Social distancing and the love of neighbor

‘We want to draw closer together, not push ourselves apart’

by Dr. Shane A. Berg, Princeton Theological Seminary | Special to Presbyterian News Service

Dr. Shane A. Berg

Editor’s note: This article first appeared on Princeton Theological Seminary’s website.

PRINCETON, New Jersey — I have the great privilege of working with the faithful team of Princeton Seminary leaders who are designing and implementing our plan for social distancing as a tool to mitigate the spread of the COVID-19 virus. It is complicated, difficult work and must be done with great speed. We are also positioning ourselves to respond to the continual change we assume we will face for the coming days and weeks.

As we carry out this work, we are well aware there is something both sad and ironic about intentionally creating “social distance” between the members of our community. The goal of Covenant Community, as President M. Craig Barnes often reminds us, is to nurture the bonds of fellowship and trust among us. We want to draw closer together, not push ourselves apart. Social distancing strikes us as deeply wrong; it feels antithetical to fostering Christian community.

Though these misgivings are understandable, it is our care and concern for others that motivates our adoption of social distancing measures. It is in fact an act of Christian love to participate fully in the practice of social distancing in the context of a global pandemic. While it feels counterintuitive to us, social distancing is the best way for us to respond to Christ’s call to protect the “least of these” in the human family.

The science of social distancing

The practice of social distancing is grounded in the science and math of epidemiology. The basic goal is to mitigate the threat represented by a new virus. When a new virus enters the population — before we have had a chance to build up immunity or develop a vaccine — it poses the greatest threat to those who are most vulnerable: the very young, the elderly, and those with compromised immune systems. For these folks, a new virus represents a serious danger.

One of the best ways to protect the most vulnerable from the danger of a new virus is to take steps to slow its spread. Viruses tend to spread exponentially in human populations. Initially just a few people are infected, but then through human-to-human contact they can infect a significant portion of a population with brutal efficiency and speed. On February 20, there were four known cases of COVID-19 in Italy. As of today — just three weeks later — there are more than 15,100 cases. That is exponential growth.

When a new virus grows exponentially within a population, two very bad things happen: 1) a large number of vulnerable people die; and 2) healthcare systems quickly become overwhelmed and lose the ability to treat not only those who have the virus but also those with other types of illness or injury. So great loss of life and a paralyzed medical infrastructure are both real possibilities when a new virus grows exponentially.

Experts in public health teach us that the way to prevent a virus from “going viral,” i.e., growing exponentially, is to dramatically scale back gatherings of all kinds. We need to withhold from the virus what it most craves — opportunities to spread in places where humans congregate. Social distancing entails dramatically scaling back the number of times we gather together; the size of our gatherings; and our proximity to one another in those gatherings.

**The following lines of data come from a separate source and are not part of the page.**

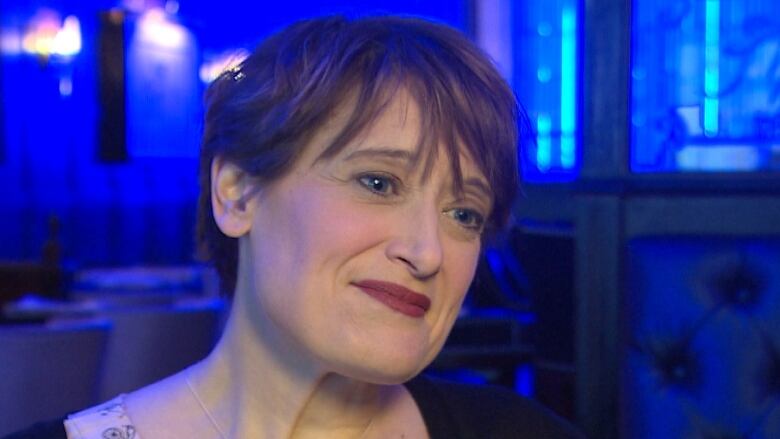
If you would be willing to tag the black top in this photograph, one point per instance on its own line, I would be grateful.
(450, 410)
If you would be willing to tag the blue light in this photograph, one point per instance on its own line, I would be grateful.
(711, 66)
(568, 86)
(543, 142)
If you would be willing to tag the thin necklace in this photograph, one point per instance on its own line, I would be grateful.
(205, 410)
(219, 430)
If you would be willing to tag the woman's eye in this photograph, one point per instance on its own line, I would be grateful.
(468, 218)
(379, 184)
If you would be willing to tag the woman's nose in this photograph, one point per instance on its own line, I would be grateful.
(417, 243)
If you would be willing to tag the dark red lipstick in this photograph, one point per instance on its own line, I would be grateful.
(395, 296)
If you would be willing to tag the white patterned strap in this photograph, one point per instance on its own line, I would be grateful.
(105, 421)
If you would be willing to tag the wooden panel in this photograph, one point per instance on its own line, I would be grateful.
(597, 294)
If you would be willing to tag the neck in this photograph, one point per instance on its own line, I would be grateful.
(257, 384)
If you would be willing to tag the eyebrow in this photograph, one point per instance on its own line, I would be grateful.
(390, 153)
(404, 155)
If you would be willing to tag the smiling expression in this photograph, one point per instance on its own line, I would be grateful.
(362, 259)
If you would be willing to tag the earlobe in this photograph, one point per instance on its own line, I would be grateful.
(230, 201)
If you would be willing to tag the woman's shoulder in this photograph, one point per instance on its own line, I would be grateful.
(54, 429)
(461, 410)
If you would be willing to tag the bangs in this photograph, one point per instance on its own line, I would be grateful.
(459, 113)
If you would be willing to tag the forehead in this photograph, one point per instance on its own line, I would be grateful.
(398, 130)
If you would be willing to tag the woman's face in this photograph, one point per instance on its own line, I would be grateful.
(359, 260)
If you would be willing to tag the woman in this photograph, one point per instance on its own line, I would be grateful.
(350, 174)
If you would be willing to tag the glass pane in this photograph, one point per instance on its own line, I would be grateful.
(705, 86)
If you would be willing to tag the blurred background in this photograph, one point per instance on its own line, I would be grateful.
(637, 294)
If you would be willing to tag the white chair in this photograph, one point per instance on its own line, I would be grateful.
(150, 343)
(48, 371)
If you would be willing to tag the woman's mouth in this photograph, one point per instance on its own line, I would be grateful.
(396, 297)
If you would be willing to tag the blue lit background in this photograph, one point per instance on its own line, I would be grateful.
(705, 86)
(546, 80)
(140, 211)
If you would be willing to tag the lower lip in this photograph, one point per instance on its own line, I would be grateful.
(394, 303)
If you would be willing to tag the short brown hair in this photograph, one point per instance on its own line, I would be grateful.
(262, 114)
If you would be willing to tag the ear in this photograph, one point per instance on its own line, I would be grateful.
(231, 201)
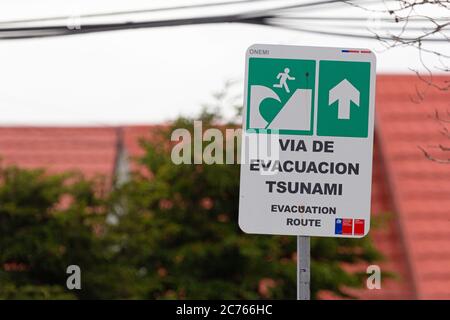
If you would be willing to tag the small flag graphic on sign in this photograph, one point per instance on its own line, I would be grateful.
(343, 226)
(359, 227)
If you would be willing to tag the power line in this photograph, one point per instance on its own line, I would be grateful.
(269, 17)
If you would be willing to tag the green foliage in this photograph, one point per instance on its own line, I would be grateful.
(173, 235)
(181, 229)
(46, 224)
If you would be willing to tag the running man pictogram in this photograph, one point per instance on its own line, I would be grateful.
(284, 77)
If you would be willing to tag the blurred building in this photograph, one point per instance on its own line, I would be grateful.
(410, 192)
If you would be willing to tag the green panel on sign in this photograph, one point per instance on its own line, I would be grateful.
(343, 103)
(286, 88)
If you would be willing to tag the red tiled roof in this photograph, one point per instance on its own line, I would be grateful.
(420, 188)
(91, 151)
(411, 190)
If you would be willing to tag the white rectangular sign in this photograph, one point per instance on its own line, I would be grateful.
(306, 159)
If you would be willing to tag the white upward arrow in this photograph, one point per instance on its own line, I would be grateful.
(344, 92)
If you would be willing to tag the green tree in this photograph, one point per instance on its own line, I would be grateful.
(180, 230)
(48, 222)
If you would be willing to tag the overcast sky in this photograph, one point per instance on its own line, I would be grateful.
(138, 76)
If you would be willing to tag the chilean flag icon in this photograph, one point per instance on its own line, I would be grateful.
(343, 226)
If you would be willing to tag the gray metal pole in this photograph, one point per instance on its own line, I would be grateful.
(303, 268)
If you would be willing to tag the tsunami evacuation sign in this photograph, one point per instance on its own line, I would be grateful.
(306, 158)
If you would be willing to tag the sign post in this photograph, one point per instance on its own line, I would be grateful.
(303, 268)
(307, 141)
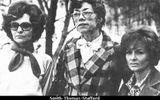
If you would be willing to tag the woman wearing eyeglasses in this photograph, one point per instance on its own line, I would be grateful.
(140, 51)
(88, 65)
(22, 70)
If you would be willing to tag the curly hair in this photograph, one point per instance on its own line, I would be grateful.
(97, 5)
(17, 10)
(148, 36)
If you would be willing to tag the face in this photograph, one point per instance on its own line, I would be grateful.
(84, 18)
(22, 29)
(137, 57)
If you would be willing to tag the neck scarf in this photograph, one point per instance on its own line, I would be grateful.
(18, 58)
(87, 49)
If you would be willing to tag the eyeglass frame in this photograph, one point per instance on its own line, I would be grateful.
(83, 14)
(22, 27)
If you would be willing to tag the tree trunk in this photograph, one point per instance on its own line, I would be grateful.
(50, 28)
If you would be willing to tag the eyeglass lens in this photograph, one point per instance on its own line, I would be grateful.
(85, 14)
(25, 26)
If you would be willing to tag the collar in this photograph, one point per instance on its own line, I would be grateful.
(94, 45)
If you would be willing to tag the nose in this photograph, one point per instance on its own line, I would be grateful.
(133, 56)
(81, 17)
(19, 30)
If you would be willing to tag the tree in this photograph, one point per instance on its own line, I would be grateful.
(141, 11)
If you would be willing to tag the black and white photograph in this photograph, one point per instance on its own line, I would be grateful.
(79, 49)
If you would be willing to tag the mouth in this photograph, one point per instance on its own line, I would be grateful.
(19, 36)
(82, 24)
(134, 64)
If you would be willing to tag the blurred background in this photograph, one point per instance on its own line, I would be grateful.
(121, 15)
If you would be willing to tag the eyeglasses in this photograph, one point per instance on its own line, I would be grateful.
(85, 14)
(25, 26)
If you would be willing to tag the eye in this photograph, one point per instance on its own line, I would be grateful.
(128, 51)
(76, 14)
(87, 13)
(14, 25)
(140, 52)
(26, 25)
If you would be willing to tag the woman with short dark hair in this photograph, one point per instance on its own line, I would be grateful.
(22, 69)
(140, 51)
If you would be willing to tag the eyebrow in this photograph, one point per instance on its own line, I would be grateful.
(82, 10)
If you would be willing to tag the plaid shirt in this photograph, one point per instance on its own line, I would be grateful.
(99, 79)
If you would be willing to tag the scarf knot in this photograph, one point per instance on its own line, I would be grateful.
(18, 58)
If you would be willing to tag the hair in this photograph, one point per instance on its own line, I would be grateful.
(98, 8)
(17, 10)
(150, 39)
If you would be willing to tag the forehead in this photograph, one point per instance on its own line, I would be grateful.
(84, 6)
(24, 18)
(140, 44)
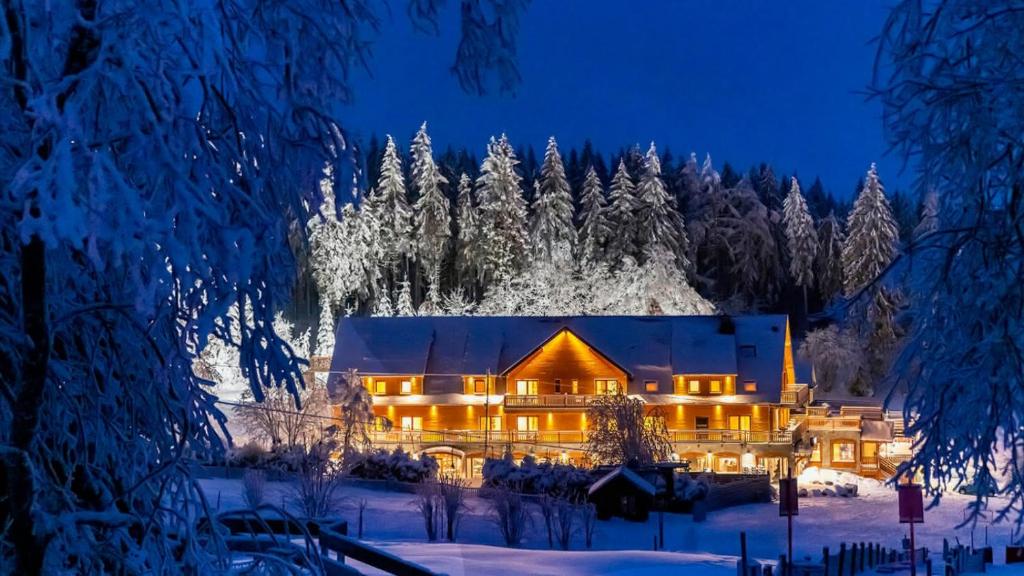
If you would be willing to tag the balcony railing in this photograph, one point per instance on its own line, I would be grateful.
(796, 394)
(548, 401)
(834, 423)
(569, 439)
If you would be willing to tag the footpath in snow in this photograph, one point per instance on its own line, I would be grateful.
(392, 522)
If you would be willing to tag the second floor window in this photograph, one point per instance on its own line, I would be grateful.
(525, 387)
(496, 423)
(606, 386)
(526, 423)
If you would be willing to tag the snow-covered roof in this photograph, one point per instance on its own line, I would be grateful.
(628, 475)
(648, 347)
(879, 430)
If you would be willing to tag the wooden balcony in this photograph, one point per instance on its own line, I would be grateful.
(549, 402)
(834, 423)
(796, 394)
(566, 439)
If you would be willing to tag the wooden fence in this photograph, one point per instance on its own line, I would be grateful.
(249, 531)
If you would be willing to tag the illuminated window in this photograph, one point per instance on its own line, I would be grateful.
(653, 422)
(526, 423)
(739, 423)
(843, 452)
(525, 387)
(607, 386)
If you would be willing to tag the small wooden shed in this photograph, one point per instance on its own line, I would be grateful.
(622, 492)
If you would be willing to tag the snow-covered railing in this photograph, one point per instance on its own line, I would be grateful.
(834, 423)
(796, 394)
(568, 439)
(731, 437)
(549, 401)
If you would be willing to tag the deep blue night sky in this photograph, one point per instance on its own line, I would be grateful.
(745, 81)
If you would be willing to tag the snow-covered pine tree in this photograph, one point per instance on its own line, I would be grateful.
(802, 239)
(660, 225)
(393, 214)
(404, 305)
(467, 251)
(382, 303)
(503, 239)
(344, 255)
(929, 221)
(624, 209)
(828, 261)
(710, 177)
(325, 331)
(594, 229)
(871, 235)
(552, 222)
(433, 228)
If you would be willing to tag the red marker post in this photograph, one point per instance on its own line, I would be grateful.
(788, 506)
(911, 510)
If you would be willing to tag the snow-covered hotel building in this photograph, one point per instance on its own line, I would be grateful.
(465, 387)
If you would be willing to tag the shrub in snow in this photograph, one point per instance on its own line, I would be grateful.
(557, 480)
(317, 481)
(431, 508)
(248, 455)
(690, 489)
(253, 484)
(510, 512)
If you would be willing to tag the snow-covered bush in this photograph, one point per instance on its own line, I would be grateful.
(248, 455)
(511, 513)
(317, 481)
(565, 481)
(431, 508)
(397, 465)
(690, 489)
(253, 487)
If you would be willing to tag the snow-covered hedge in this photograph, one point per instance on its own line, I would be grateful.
(397, 465)
(532, 478)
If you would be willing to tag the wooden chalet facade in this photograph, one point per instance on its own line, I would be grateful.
(463, 388)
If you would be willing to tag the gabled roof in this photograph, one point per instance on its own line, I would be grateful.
(627, 475)
(513, 366)
(647, 347)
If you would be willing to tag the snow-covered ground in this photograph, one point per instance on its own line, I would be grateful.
(392, 522)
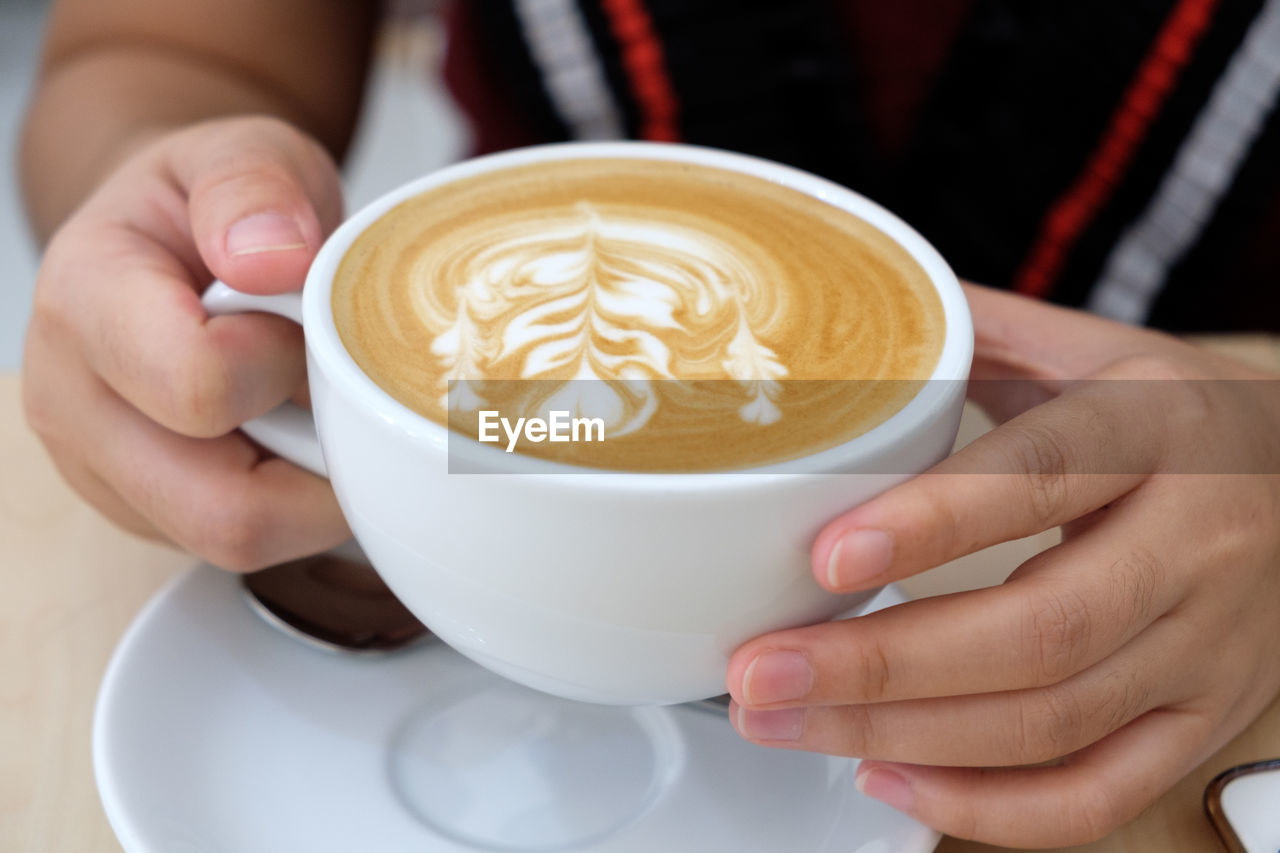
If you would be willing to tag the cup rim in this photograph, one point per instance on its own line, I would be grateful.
(328, 352)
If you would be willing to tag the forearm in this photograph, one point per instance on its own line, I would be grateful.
(117, 73)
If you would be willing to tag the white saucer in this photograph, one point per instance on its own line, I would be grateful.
(215, 733)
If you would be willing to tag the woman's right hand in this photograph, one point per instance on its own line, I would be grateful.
(136, 391)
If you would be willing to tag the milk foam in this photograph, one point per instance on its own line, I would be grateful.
(594, 292)
(711, 319)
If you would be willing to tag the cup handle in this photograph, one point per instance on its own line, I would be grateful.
(288, 429)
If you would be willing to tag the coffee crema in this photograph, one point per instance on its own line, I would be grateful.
(709, 319)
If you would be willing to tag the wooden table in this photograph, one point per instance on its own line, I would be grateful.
(73, 583)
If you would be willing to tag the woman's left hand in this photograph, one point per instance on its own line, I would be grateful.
(1116, 661)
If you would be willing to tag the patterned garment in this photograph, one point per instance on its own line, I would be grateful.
(1118, 156)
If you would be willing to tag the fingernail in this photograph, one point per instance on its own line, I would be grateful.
(777, 676)
(264, 232)
(885, 785)
(771, 725)
(859, 557)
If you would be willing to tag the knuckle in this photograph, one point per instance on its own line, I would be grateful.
(1089, 815)
(1137, 579)
(1040, 452)
(197, 396)
(860, 738)
(874, 674)
(1051, 726)
(232, 538)
(1146, 365)
(1059, 633)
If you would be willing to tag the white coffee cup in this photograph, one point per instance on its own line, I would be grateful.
(606, 587)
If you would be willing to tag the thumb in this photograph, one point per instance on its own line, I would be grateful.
(261, 199)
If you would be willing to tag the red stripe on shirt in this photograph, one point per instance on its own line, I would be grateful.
(1146, 95)
(645, 67)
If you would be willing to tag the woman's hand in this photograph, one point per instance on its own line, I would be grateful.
(137, 392)
(1123, 657)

In order to be effective, social distancing measures must be put in place before a virus begins to take root in a population.

The goal of this reduced human contact is to “flatten the curve” of the virus’ spread, meaning it will spread more slowly and ultimately infect far fewer people. A flatter growth curve for the virus translates to fewer lives lost and less stress on the medical system. Hong Kong and Singapore, two countries that put aggressive social distancing protocols in place early on in the crisis, have relatively few cases today (130 and 187, respectively) despite the fact that the virus reached them quite early in the outbreak.

The theology of social distancing

It is not fear or irrational caution that led the Seminary’s leadership to put robust social distancing in place for our community. It is rather fidelity to Christ’s charge to love our neighbors and care for the least of these that compels us. Serving the common good in this way, to be sure, calls forth a sacrifice from us. We choose to limit for a season our participation in certain forms of human community — which bring us so much life and joy — in order to preserve human life. Such discipline and self-limitation also increases the safety of our custodians, food service workers, and others who work in public areas.

I invite all of us in the Princeton Seminary community to understand what is at stake in social distancing and then put it into practice in our professional and personal lives as an act of Christian discipleship. Social distancing does not entail cutting yourself off from human interaction. But it does mean finding ways to limit your participation in large gatherings; to scale back on how often you are with groups of people; and to make sure when you are with groups of people that you spread out as much as possible.

As we face the challenges and uncertainty brought to us by this pandemic, we can be confident that the Holy Spirit will equip us not only to persevere but to share Christ’s love with our neighbors.

Dr. Shane A. Berg is executive vice president at Princeton Theological Seminary in Princeton, New Jersey.